Yes. URLs that return HTTP errors (404, 500, etc.) or fail after retries are still charged because the Actor had to make a request to discover the error. However, you receive an error item in your dataset with the error code and message, so you know exactly what happened.

#### How can I control costs?

- Set a **maximum spending limit** in the Apify Console before running
- Use the `maxRequestsPerCrawl` input to limit the number of pages processed
- Remove duplicate URLs from your input list before running
- Set `maxRequestRetries` to 0 if you don't want failed requests to be retried

### Legal Disclaimer

#### ⚠️ Important Legal Notice

This tool is provided for educational and research purposes only. By using this SEO Data Extractor, you agree to:

- **Comply with all applicable laws**: You are solely responsible for ensuring your use of this tool complies with local, national, and international laws, including copyright laws, data protection regulations (such as GDPR, CCPA), and terms of service of target websites.

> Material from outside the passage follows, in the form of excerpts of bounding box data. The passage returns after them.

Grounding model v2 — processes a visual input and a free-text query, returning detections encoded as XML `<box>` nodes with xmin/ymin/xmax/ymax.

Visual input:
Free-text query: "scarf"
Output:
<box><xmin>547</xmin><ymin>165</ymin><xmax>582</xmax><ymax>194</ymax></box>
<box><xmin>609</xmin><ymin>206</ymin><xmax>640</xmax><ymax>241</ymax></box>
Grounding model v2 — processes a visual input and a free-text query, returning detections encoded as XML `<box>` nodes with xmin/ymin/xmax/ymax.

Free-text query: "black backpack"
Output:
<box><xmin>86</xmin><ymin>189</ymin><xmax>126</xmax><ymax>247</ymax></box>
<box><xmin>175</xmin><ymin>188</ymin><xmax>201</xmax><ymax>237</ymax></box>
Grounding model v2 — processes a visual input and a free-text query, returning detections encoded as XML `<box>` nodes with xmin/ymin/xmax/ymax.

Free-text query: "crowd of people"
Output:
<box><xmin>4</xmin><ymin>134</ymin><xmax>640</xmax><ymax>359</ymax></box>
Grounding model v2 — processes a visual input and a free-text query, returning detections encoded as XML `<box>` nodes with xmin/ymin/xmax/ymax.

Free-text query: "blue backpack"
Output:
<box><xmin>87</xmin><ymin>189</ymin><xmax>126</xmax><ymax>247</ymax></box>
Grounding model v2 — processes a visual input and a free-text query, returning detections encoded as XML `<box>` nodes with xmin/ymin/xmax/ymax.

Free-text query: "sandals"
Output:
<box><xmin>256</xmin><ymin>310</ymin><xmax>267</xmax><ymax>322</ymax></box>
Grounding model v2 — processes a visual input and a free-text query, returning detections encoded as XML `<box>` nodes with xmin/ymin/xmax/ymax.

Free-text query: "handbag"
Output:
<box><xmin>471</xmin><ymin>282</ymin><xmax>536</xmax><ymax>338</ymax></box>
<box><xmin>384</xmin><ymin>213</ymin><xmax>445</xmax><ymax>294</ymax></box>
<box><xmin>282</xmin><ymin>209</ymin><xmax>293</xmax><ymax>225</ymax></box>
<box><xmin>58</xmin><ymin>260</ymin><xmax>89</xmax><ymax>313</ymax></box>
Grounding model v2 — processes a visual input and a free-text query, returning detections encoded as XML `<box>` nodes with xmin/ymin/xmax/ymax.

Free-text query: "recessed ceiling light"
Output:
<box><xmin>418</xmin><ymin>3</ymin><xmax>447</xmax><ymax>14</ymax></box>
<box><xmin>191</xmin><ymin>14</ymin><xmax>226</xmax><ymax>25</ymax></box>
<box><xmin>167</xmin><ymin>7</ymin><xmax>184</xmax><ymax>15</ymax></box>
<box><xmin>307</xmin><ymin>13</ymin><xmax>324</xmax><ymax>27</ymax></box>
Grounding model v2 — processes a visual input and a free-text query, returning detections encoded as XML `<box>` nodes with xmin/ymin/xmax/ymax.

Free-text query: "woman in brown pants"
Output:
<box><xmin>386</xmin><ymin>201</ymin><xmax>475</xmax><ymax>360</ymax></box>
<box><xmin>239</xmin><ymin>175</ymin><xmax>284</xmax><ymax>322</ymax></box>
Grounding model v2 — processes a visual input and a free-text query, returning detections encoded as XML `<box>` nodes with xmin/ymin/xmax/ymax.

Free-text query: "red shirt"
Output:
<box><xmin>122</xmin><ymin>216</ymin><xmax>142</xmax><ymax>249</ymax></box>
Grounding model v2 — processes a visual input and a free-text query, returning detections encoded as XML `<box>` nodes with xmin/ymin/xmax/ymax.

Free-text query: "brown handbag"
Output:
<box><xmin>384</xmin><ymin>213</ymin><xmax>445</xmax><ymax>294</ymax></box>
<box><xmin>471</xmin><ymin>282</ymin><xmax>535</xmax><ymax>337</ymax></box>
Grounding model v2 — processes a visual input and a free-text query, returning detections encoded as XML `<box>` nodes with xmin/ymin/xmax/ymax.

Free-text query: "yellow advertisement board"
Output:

- **Respect website terms of service**: Many websites prohibit automated scraping in their terms of service. You must review and comply with each website's terms before using this tool.

- **Respect robots.txt**: This tool does not automatically check or respect robots.txt files. You are responsible for checking and honoring robots.txt directives.

- **Rate limiting and ethical use**: Use reasonable request rates and respect website operators. Excessive requests may constitute a denial-of-service attack.

- **Data privacy compliance**: Ensure your data collection and processing activities comply with privacy laws. Do not collect personal data without proper consent and legal basis.

- **No warranties**: This tool is provided "as is" without warranties of any kind. The authors are not responsible for any damages or legal consequences arising from its use.

- **Use at your own risk**: You assume all risks associated with using this tool. The authors disclaim all liability for any direct, indirect, incidental, or consequential damages.

**Before using this tool, consult with legal counsel to ensure compliance with applicable laws and regulations.**

# Actor input Schema

## `startUrls` (type: `array`):

List of URLs to extract SEO data from. Can be 1 to 100,000+ pages.

## `extractSitemapUrls` (type: `boolean`):

When enabled, automatically discovers and extracts all URLs from the website's sitemap.xml. The sitemap is detected from the first URL's domain.

## `sitemapUrl` (type: `string`):

Custom sitemap path or filename (e.g., sitemap\_index.xml or /sitemaps/main.xml). Applied to each domain. Leave blank to use /sitemap.xml

## `maxSitemapUrls` (type: `integer`):

Maximum number of URLs to include from each sitemap (some sites have 40K+ URLs).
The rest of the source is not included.